# First fattie



## nicjam (Jul 22, 2014)

Well my bacon weave is not that good but im going to try this growing sensation called a fattie. Got some ground beef from the butcher and used fresh green onions ,bell pepper and munster cheese.















20140722_173423.jpg



__ nicjam
__ Jul 22, 2014




















20140722_193412.jpg



__ nicjam
__ Jul 22, 2014



















20140722_193529.jpg



__ nicjam
__ Jul 22, 2014






The smoke ring is a little thin but it had a lovely smoke taste from the cherry wood and the fresh bell pepper and green onion mixed really well with the smoke.


----------



## nicjam (Jul 22, 2014)

Just noticed the bacon look more fat than anything.


----------



## smokinvegasbaby (Jul 25, 2014)

looks delish and your "weave" looks great.  I haven't tried a "fatty" yet.  Might have to give it a try.

Stay Blessed and keep on nicjam

Josie aka SmokinVegasBaby


----------



## larryacguy (Aug 1, 2014)

looks better than my 1st fattie (last weekend) but i plan to try again. I made a breakfast fattie w sausage, onion, bell pepper, cheese wrapped w bacon but now I have to try jeff's dry rub this weekend on ribs and a fattie.  Good pics & im sure it tasted great!


----------



## knifebld (Aug 1, 2014)

nicjam said:


> Just noticed the bacon look more fat than anything.


Nice looking fatty there bud. From my searches on uncooked bacon in fatties (common problem), you can toss it in the oven on broil for about 10 minutes, or use a torch to quickly crisp up the bacon (solution provided by *lowcountrygamecock* in another thread).

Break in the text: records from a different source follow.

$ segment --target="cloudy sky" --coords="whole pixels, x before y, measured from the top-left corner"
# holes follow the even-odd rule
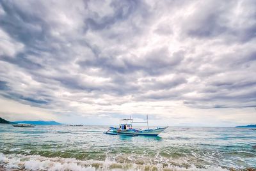
[[[0,1],[0,117],[256,123],[256,1]]]

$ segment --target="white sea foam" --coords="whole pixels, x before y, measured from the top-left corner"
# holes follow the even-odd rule
[[[73,158],[46,158],[40,156],[24,156],[0,153],[0,166],[7,169],[21,170],[175,170],[175,171],[219,171],[228,170],[221,167],[198,168],[191,167],[188,168],[162,164],[120,163],[106,160],[105,161],[81,161]]]

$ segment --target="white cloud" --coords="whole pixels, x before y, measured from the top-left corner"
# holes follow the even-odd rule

I have tried simply raising the temp of the smoker to 300 for the last 30 minutes or so, it definitely helped.

Cheers!


----------



## disco (Aug 1, 2014)

Terrific looking fatty. 

Disco


----------



## timberjet (Aug 1, 2014)

You can also par cook the bacon a bit before the weave. The bacon stretches more too so you can make it go a bit farther. Have some left over for an ABT or 2. I just microwave it for 30 to 45 seconds.


----------